With the Timing issue solved, I was successfully executing unit tests concurrently and saving a lot of time doing so. Here is the same set of unit tests ran using my new Concurrent xUnit hack.
I’ll take 27 seconds over 51 seconds any day, and I have not done any optimization work yet, nor constructed a test case where the tests are nearly 4x faster on a four processor machine, but I expect to be able to get there. As I mentioned before, the Class is the unit of concurrency with this experiment, so the amount of time saved will depend heavily on how the test cases are structured. A more ideal method would be to first get a list of all of the individual methods marked with [Fact] and use the parallel semantics on that list instead.

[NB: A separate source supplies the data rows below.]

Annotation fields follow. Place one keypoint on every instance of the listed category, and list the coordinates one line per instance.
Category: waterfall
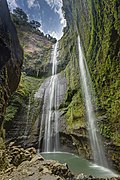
(95, 140)
(27, 122)
(50, 114)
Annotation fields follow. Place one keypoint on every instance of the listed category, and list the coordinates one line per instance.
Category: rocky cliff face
(97, 23)
(10, 59)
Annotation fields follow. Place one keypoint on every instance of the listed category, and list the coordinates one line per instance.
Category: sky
(47, 12)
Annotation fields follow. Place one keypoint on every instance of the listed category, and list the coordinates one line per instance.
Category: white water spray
(95, 140)
(50, 112)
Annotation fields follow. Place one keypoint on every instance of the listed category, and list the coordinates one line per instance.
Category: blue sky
(47, 12)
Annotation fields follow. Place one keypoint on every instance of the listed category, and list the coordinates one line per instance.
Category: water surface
(78, 164)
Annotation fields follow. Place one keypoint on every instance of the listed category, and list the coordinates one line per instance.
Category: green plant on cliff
(27, 85)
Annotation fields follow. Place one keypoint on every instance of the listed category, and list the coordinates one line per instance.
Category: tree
(20, 14)
(35, 24)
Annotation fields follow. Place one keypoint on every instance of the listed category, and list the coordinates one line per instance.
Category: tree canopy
(20, 14)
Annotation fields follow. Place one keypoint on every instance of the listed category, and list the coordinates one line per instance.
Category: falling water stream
(48, 141)
(95, 140)
(50, 113)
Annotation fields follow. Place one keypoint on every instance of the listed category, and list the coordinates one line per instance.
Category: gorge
(62, 85)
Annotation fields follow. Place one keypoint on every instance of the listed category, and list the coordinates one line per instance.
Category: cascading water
(50, 112)
(27, 123)
(95, 140)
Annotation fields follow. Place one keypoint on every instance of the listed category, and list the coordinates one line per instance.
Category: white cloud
(12, 4)
(57, 6)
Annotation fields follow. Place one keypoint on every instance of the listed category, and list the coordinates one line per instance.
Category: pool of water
(79, 165)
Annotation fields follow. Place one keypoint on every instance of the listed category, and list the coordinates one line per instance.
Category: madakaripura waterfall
(50, 114)
(59, 90)
(95, 139)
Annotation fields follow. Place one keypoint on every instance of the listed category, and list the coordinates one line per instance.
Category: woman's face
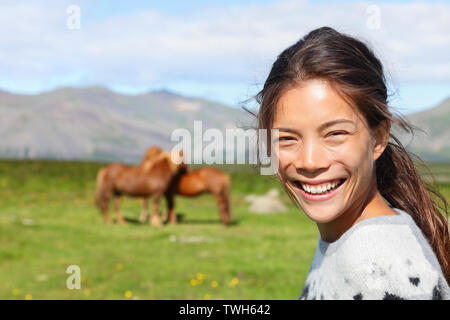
(325, 149)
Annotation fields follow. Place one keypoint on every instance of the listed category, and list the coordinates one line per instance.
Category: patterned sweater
(384, 257)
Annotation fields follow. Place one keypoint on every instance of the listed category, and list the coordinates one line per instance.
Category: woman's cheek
(286, 157)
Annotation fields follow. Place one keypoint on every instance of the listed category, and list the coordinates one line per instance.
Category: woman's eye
(337, 133)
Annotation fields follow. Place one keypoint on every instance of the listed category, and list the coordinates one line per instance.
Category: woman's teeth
(320, 189)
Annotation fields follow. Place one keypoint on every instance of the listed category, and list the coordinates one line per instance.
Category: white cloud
(214, 45)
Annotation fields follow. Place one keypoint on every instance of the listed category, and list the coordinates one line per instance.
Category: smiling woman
(382, 235)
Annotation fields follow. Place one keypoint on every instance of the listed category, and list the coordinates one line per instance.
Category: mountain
(431, 140)
(95, 123)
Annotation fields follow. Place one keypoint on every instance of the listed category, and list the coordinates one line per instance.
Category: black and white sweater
(384, 257)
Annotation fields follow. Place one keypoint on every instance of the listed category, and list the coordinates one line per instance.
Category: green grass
(48, 221)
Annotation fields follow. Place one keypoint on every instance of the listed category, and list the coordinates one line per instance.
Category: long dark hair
(353, 70)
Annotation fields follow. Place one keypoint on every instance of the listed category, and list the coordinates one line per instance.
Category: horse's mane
(148, 162)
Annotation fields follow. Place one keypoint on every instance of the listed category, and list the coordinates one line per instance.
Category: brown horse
(194, 183)
(119, 179)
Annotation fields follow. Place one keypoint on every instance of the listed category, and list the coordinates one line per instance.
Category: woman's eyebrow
(333, 122)
(287, 130)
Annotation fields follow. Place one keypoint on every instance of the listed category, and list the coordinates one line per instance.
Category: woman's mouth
(322, 191)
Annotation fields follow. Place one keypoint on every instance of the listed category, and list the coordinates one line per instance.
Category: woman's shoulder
(389, 256)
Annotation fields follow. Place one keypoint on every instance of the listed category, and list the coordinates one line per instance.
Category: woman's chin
(322, 215)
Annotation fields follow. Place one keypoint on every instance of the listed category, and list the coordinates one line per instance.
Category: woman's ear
(381, 138)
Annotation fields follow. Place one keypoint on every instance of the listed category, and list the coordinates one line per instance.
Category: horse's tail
(100, 191)
(226, 192)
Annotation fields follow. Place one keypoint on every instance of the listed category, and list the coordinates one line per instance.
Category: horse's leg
(156, 220)
(222, 204)
(144, 209)
(106, 213)
(172, 218)
(120, 220)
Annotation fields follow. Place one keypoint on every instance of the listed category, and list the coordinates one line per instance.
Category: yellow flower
(234, 282)
(200, 276)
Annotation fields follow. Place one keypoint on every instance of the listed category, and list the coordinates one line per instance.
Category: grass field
(48, 221)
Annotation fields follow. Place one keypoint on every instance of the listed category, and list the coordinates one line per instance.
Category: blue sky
(218, 50)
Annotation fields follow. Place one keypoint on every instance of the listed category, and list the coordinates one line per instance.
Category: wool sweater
(384, 257)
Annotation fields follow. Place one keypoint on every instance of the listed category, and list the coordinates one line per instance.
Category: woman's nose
(311, 157)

I have a side project that is woefully under unit tested, code that I inherited. I write unit tests for the code I touch as I refactor it. The unit tests will involve a lot of database access, calculations, and Presenter mocking. I can’t disclose what this codebase is just yet, but I am in the process of testing TestDrivenàXUnitàNCover. I depend heavily on NCover and I really can’t imagine manually trying to determine what I’ve got test coverage on anymore. If this test is successful, I will eventually be able to report on how this concurrent unit testing works on 100,000 lines of code 99% covered by thousands of unit tests. This should be a sufficient test case to prove this idea is sound.
As the years go by and we still don’t have 5ghz machines, designing frameworks with concurrency in mind will become increasingly important.